As the Feasterville, Pa., mortgage lender recalls, one of his acquaintances graphicowned his home free and clear in the 1980s. Then an investment representative talked him into taking out an equity loan for 90 percent of the value of that property so he could plow the money into limited partnerships.

Ten years later, those partnerships are worthless. But guess what? He's still making payments on that mortgage.

"The hottest investment of the '80s was limited partnerships, cable TV and real estate partnerships. In the '90s, the hot investment is tech stocks and IPOs," said McReynolds, a vice president of lending at Warrington Mortgage Corp. who's also a licensed stockbroker. "Each decade has had its great, hot, go-to-the-moon investment. If you have a winning investment, leverage works.

"But leverage cuts both ways," he added, especially when you borrow against a home. "If an investment goes down, you still owe."

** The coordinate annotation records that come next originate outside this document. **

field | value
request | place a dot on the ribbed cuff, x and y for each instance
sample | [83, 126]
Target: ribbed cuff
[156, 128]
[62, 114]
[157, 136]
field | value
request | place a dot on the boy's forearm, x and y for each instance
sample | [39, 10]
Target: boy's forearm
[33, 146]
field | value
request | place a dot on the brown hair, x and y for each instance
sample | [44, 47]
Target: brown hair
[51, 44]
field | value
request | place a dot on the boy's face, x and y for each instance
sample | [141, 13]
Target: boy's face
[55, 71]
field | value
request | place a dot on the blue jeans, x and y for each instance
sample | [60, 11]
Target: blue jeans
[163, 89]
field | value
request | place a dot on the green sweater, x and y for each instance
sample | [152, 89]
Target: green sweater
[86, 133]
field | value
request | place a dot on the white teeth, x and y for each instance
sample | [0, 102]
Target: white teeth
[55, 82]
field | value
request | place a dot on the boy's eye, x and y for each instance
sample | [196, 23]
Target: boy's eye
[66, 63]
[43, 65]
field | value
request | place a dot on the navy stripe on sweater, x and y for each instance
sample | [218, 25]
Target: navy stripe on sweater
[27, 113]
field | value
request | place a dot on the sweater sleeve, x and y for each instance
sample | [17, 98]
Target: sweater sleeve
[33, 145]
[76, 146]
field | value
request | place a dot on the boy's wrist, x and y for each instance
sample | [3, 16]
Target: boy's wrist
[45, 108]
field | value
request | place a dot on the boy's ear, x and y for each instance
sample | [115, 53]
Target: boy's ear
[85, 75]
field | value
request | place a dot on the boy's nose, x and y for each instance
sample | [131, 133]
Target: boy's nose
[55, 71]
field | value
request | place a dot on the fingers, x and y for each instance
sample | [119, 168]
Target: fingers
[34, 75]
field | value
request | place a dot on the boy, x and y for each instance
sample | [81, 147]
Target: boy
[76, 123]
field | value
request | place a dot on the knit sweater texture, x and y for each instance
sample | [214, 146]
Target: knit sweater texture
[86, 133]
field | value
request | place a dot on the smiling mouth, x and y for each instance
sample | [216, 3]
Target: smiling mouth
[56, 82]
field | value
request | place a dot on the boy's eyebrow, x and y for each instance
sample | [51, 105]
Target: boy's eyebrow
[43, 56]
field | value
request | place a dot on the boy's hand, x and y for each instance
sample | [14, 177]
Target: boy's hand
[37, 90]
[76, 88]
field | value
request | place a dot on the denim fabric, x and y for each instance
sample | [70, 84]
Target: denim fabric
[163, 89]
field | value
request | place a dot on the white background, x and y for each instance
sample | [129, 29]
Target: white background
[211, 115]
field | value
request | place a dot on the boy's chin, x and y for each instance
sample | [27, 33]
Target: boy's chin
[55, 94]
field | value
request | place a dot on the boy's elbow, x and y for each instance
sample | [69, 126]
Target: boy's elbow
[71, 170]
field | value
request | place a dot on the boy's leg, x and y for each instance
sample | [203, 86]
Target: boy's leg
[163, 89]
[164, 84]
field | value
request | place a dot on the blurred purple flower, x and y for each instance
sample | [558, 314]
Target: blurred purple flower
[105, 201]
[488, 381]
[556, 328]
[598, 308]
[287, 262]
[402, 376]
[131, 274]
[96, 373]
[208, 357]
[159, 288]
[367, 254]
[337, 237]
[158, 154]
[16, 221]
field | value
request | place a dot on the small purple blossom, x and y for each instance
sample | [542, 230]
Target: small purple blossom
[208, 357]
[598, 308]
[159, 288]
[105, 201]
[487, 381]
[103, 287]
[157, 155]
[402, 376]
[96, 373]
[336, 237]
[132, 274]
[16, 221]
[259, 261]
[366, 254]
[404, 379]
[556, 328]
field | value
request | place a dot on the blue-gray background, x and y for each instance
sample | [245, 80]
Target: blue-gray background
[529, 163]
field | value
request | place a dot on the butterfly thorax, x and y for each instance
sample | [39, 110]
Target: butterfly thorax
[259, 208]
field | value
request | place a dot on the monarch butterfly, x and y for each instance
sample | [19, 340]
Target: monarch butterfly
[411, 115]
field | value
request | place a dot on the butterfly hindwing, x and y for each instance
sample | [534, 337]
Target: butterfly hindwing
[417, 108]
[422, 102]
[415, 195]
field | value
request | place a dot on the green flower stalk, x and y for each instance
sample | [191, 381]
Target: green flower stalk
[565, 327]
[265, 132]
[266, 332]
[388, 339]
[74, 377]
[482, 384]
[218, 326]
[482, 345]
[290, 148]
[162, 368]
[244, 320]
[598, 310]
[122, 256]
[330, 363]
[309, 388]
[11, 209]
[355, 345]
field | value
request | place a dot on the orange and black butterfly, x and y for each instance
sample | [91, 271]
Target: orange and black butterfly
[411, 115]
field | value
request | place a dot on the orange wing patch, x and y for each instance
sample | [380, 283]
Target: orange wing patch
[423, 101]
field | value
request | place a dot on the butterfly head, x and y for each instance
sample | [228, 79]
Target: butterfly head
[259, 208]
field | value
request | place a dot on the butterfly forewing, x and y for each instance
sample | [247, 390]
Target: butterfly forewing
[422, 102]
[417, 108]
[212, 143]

Hard to tell how many investing


It's difficult to pinpoint how many homeowners are tapping their equity to invest. Lenders say most home equity loan and line-of-credit customers don't give it as their reason for borrowing, and industry surveys show that refinancing debt is the top use for both products. One 1999 study by the Consumer Bankers Association found investing was cited in less than 3 percent of cases.

But experts point out that customers have no obligation to say if they're borrowing to invest. Lenders seem neither interested in following up on where their money goes nor worried if it finds its way to the stock market. Indeed, banks as diverse as tiny Horizon Financial Corp. of Bellingham, Wash., and giant Wells Fargo & Co. of San Francisco helpfully suggest that home equity loans be used for investing right on their Web sites.

Anecdotal evidence suggests that borrowers have taken the bait, and some experts say they aren't surprised. After all, the gains turned in by initial public offerings, consumer- and business-oriented Internet stocks, and biotechnology shares at various times during the past few years tend to embolden people to go after the big score via leverage.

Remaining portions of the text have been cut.